By allowing ads to appear on this site, you support the local businesses who, in turn, support great journalism.
Downtown losing 185 parking spaces
Direct result of state shutting down redevelopment
PARKING1-8-23-12a
This is portion of the South Grant Street public parking lot that Manteca will lose to help pay down the state deficit. - photo by HIME ROMERO

A 51-space parking lot on South Grant Street behind the shuttered Kelley Brothers Brewery will eventually be sold to help tackle the state’s deficit that is currently at least $16 billion and growing.

It is among 185 downtown Manteca public parking spaces in jeopardy in the aftermath of the state pulling the plug on the Manteca Redevelopment Agency. Altogether there are 337 public off-street parking spaces in downtown either owned or leased by the city or the successor agency to the redevelopment agency. The successor agency is in place until the debts and obligations of the Manteca Redevelopment Agency have been satisfied.

“The loss of public parking spaces is one of the unintended consequences that happened when the state dissolved redevelopment agencies ,” noted Manteca Economic Development Specialist Don Smail.

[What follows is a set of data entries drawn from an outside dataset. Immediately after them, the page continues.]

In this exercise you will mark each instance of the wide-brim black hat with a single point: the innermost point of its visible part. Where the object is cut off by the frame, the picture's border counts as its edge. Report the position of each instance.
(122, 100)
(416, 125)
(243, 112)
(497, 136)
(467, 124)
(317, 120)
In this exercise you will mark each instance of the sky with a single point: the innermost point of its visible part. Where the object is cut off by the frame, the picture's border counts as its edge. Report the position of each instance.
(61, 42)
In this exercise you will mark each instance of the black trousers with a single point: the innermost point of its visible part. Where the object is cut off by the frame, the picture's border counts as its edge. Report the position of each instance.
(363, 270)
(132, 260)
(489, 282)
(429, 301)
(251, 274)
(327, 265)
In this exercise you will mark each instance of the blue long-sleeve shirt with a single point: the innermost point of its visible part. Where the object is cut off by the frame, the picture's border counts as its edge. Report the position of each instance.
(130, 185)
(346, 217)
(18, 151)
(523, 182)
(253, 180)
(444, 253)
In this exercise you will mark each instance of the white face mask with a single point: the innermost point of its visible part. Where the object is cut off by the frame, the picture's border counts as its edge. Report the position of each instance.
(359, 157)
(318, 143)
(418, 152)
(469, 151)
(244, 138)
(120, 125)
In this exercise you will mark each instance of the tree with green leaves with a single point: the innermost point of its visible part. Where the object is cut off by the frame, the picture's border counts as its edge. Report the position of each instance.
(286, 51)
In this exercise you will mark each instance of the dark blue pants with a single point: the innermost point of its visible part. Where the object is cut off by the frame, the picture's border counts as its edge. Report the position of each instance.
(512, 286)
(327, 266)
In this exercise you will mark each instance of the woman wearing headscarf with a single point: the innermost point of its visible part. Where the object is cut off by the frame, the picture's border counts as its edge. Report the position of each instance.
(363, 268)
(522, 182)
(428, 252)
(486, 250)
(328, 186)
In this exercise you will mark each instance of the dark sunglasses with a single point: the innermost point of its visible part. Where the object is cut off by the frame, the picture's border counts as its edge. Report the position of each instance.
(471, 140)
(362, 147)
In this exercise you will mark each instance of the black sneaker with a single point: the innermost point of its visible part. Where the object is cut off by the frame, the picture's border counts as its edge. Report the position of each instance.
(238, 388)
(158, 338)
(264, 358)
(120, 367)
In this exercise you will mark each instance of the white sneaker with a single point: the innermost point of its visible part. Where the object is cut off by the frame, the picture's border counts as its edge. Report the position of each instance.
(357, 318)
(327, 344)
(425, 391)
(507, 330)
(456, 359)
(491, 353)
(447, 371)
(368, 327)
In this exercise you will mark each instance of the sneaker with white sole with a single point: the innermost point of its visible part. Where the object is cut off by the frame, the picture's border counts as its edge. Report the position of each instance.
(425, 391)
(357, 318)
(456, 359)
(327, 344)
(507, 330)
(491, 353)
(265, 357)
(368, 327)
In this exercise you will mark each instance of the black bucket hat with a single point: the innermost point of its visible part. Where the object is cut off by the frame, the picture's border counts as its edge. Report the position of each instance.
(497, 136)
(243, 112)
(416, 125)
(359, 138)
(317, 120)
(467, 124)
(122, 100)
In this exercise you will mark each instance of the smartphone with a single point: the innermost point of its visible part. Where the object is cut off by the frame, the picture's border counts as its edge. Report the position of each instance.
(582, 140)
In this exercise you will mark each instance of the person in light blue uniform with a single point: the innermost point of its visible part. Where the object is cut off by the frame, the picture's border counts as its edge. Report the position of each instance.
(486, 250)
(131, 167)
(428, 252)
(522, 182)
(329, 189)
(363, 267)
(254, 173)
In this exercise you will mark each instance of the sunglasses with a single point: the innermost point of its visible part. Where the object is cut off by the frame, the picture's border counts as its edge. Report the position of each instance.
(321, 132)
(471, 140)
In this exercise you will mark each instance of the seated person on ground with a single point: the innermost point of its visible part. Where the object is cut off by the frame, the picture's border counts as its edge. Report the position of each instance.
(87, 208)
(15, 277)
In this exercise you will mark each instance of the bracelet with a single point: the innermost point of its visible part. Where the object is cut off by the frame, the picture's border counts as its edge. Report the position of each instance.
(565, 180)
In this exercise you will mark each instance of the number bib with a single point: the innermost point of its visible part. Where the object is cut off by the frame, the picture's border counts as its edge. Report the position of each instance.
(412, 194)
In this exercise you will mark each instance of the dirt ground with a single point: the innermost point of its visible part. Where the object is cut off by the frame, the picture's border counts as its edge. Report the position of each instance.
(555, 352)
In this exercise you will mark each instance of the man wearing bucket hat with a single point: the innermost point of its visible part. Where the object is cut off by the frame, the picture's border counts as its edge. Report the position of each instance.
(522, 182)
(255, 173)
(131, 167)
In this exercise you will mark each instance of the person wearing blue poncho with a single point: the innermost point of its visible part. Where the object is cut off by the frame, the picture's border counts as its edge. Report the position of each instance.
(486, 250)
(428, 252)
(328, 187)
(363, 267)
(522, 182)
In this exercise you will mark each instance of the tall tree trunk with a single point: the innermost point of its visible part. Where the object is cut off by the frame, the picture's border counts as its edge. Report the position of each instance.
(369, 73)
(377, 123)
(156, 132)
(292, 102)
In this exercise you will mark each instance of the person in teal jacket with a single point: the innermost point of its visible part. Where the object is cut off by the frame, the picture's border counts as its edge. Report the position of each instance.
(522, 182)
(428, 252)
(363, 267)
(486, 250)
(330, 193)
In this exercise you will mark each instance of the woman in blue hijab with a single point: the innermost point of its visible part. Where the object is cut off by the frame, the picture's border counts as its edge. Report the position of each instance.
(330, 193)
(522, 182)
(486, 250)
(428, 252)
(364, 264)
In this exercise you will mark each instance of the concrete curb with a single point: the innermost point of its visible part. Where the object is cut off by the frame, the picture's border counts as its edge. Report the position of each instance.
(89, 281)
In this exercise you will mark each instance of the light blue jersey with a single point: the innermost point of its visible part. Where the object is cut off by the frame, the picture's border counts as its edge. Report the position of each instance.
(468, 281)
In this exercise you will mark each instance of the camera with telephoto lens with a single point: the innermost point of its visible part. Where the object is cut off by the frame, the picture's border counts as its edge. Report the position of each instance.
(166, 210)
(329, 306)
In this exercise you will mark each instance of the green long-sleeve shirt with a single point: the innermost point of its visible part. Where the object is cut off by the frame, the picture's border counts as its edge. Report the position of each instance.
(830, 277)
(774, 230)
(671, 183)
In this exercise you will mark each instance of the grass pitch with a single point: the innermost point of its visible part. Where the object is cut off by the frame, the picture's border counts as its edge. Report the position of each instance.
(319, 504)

Forty percent of the 337 spaces are leased from private property owners under agreements initiated by the RDA but transferred now to the successor agency. Smail noted the city is working at identifying other money that could pay to lease the lots once the current agreements run out. Until the existing lease agreements expire, the successor agency is using tax dollars collected previously for RDA activities to pay the obligations.

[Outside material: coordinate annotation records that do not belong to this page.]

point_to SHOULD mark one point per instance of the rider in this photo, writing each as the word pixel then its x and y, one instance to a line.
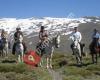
pixel 16 35
pixel 2 35
pixel 96 37
pixel 76 35
pixel 43 38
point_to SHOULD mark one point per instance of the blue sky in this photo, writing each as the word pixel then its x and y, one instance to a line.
pixel 48 8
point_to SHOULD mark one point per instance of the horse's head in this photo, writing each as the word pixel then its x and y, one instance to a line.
pixel 76 44
pixel 4 39
pixel 20 39
pixel 57 41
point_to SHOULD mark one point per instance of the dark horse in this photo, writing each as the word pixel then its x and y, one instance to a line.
pixel 94 50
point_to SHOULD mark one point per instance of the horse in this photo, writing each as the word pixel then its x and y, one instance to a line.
pixel 19 48
pixel 4 47
pixel 47 50
pixel 94 50
pixel 77 51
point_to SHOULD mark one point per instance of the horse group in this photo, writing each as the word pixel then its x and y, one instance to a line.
pixel 78 51
pixel 53 42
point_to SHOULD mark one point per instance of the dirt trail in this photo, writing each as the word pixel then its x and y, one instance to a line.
pixel 55 75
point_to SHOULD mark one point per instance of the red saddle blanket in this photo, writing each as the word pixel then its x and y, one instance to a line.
pixel 32 58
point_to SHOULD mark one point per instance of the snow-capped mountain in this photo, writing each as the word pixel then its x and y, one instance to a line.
pixel 32 25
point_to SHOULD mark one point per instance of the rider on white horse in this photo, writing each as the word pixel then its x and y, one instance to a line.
pixel 16 36
pixel 43 39
pixel 4 34
pixel 76 35
pixel 96 36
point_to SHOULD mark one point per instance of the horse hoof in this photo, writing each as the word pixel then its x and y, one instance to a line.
pixel 51 67
pixel 47 67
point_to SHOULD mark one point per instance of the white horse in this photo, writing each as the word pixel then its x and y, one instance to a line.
pixel 77 51
pixel 19 48
pixel 4 47
pixel 49 49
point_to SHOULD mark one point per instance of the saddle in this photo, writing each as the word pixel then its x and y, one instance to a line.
pixel 41 47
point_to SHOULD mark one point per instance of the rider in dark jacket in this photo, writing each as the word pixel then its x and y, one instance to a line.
pixel 16 35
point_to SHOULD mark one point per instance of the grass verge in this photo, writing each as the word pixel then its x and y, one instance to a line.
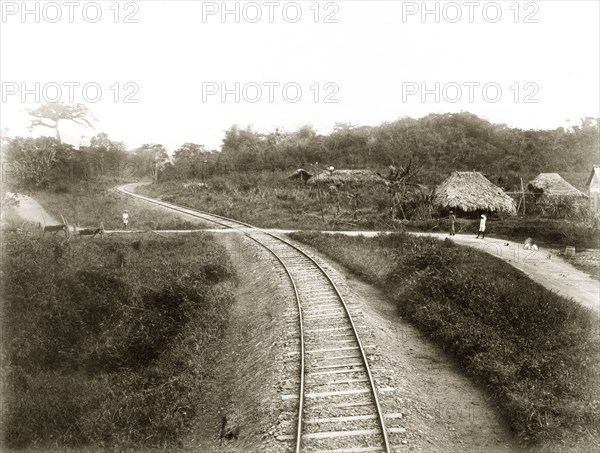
pixel 535 352
pixel 108 344
pixel 86 204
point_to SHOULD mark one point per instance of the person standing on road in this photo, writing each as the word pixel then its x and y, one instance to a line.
pixel 452 219
pixel 125 218
pixel 482 227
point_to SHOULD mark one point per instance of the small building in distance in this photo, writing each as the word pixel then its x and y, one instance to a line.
pixel 345 178
pixel 550 187
pixel 593 186
pixel 470 191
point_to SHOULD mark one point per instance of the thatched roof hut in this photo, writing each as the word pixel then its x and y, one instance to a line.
pixel 470 191
pixel 549 185
pixel 345 177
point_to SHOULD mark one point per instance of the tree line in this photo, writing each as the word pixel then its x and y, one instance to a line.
pixel 434 145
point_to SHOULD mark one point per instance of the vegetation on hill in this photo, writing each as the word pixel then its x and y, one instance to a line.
pixel 110 343
pixel 436 144
pixel 536 352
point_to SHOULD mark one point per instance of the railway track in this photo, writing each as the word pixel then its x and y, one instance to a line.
pixel 338 405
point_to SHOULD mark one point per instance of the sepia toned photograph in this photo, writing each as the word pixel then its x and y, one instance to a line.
pixel 300 226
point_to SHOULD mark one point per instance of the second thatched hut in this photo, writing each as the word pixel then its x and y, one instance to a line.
pixel 552 185
pixel 470 191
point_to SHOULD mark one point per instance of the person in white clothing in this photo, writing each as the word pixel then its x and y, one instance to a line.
pixel 482 227
pixel 125 218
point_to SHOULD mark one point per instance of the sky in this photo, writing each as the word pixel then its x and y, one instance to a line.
pixel 172 72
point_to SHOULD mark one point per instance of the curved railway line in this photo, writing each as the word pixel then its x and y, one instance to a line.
pixel 338 404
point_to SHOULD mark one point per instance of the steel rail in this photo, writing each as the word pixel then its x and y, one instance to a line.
pixel 205 215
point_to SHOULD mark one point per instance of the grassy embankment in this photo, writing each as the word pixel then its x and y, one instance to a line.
pixel 535 352
pixel 270 200
pixel 108 345
pixel 86 204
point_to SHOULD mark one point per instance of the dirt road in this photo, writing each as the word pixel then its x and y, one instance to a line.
pixel 544 266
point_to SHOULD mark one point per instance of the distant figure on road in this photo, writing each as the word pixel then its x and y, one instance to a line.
pixel 452 219
pixel 125 218
pixel 482 227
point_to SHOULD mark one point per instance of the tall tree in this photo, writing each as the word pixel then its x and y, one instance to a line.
pixel 51 114
pixel 150 158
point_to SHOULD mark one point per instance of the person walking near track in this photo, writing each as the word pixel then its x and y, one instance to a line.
pixel 452 219
pixel 125 218
pixel 482 227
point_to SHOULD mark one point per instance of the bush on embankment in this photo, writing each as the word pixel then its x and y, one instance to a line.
pixel 109 343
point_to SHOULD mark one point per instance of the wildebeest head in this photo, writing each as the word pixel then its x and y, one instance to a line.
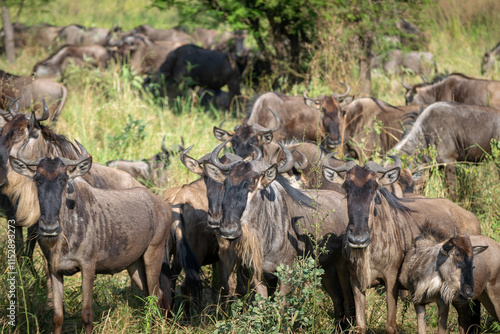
pixel 455 267
pixel 245 136
pixel 361 185
pixel 331 111
pixel 51 177
pixel 18 129
pixel 242 180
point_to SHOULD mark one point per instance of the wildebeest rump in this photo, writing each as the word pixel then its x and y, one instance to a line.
pixel 382 228
pixel 56 63
pixel 31 92
pixel 302 118
pixel 458 131
pixel 190 66
pixel 455 87
pixel 441 272
pixel 97 231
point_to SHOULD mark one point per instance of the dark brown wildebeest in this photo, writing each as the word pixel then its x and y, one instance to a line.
pixel 56 64
pixel 145 56
pixel 31 91
pixel 441 272
pixel 382 228
pixel 96 231
pixel 490 58
pixel 151 171
pixel 372 126
pixel 269 222
pixel 173 35
pixel 190 66
pixel 302 118
pixel 419 62
pixel 459 132
pixel 455 87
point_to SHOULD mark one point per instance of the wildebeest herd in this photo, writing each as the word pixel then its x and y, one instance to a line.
pixel 278 195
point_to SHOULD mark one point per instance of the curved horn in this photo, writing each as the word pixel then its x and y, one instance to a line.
pixel 337 96
pixel 397 161
pixel 403 83
pixel 45 114
pixel 214 158
pixel 289 162
pixel 163 147
pixel 84 155
pixel 21 157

The annual lease payment for the parking spaces is $9,768. The city leased lots for parking from landowners over the years through the RDA. In exchange for a relatively low annual lease payment, the RDA improved the lots ranging from paving to planting trees and agreed to provide the insurance and ongoing maintenance. Three such lots are in front of the FESM Hall in the 200 block of North Main Street, across from the MRPS Hall in the 100 block of North Grant Street, and the parking on the northwest corner of Grant and East Yosemite.

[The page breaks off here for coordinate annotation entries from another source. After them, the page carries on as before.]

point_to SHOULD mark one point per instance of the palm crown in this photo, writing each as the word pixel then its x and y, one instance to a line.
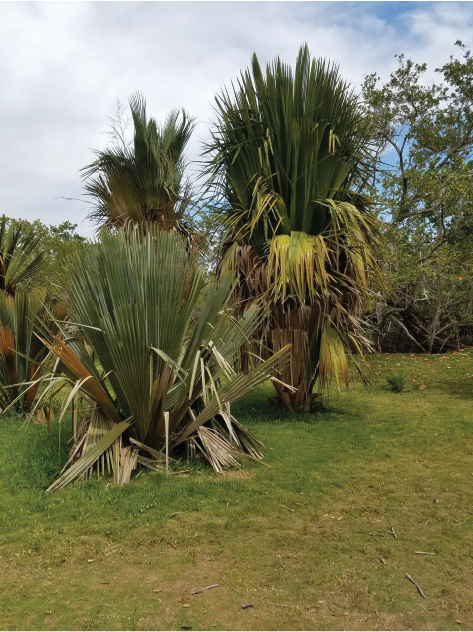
pixel 145 182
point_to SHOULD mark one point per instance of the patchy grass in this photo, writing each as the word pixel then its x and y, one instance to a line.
pixel 308 541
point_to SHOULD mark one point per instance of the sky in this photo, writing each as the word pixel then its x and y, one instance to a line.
pixel 63 65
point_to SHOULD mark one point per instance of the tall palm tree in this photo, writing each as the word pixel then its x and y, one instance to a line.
pixel 22 310
pixel 286 161
pixel 143 183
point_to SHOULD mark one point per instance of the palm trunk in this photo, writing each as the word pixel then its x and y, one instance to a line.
pixel 296 328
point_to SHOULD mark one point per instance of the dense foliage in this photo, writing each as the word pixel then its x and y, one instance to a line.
pixel 423 133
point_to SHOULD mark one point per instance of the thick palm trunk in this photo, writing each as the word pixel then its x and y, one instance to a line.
pixel 296 327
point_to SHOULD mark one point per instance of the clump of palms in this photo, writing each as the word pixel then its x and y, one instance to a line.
pixel 134 295
pixel 145 182
pixel 286 162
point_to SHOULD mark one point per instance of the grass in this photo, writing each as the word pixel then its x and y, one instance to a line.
pixel 308 541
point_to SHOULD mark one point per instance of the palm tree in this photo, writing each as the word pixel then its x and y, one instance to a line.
pixel 19 261
pixel 22 309
pixel 134 294
pixel 286 162
pixel 144 183
pixel 23 356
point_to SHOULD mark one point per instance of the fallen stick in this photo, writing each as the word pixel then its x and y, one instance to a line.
pixel 196 592
pixel 234 589
pixel 421 592
pixel 279 605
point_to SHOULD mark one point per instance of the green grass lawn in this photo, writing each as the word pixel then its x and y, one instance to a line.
pixel 320 540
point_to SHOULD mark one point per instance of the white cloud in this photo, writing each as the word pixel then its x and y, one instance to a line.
pixel 63 65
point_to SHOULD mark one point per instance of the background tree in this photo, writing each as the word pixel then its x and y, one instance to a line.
pixel 423 182
pixel 287 163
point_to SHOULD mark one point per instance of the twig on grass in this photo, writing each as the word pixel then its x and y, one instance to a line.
pixel 279 605
pixel 196 592
pixel 421 592
pixel 234 589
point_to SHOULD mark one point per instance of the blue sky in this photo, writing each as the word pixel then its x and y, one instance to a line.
pixel 64 65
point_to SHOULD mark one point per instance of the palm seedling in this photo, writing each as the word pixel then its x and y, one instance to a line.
pixel 158 358
pixel 19 261
pixel 286 162
pixel 22 354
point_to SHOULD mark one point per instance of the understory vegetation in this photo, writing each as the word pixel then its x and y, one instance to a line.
pixel 321 539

The lease for the Grant/East Yosemite parking lot is the first to expire. It lapses on Oct. 1. All existing leases will expire by the end of 2016.

Smail noted the sale of the South Grant parking lot is not imminent. It is being placed on a schedule of a plan for the required liquidation of all successor agency properties transferred to it from the now defunct RDA. He expects an eventual sale or transfer to state ownership will take place in the next two to three years.

A large portion of downtown Manteca is exempt from providing off-street parking. That exemption was designed to  encourage businesses to locate in the central district. Before the parking requirement was lifted, city rules essentially only allowed existing uses in buildings. That meant if someone wanted to convert a furniture store into a restaurant, they would have to provide adequate parking for the number of seats available just like a new free standing restaurant.

Smail also noted off-street parking would be needed if the city wanted to encourage private sector development that  made maximum use of lots and also was multi-story as is often see in downtowns.

If all of the parking arranged through the RDA is eliminated, there would still be 152 city-owned off-street parking spaces available primarily off alleys.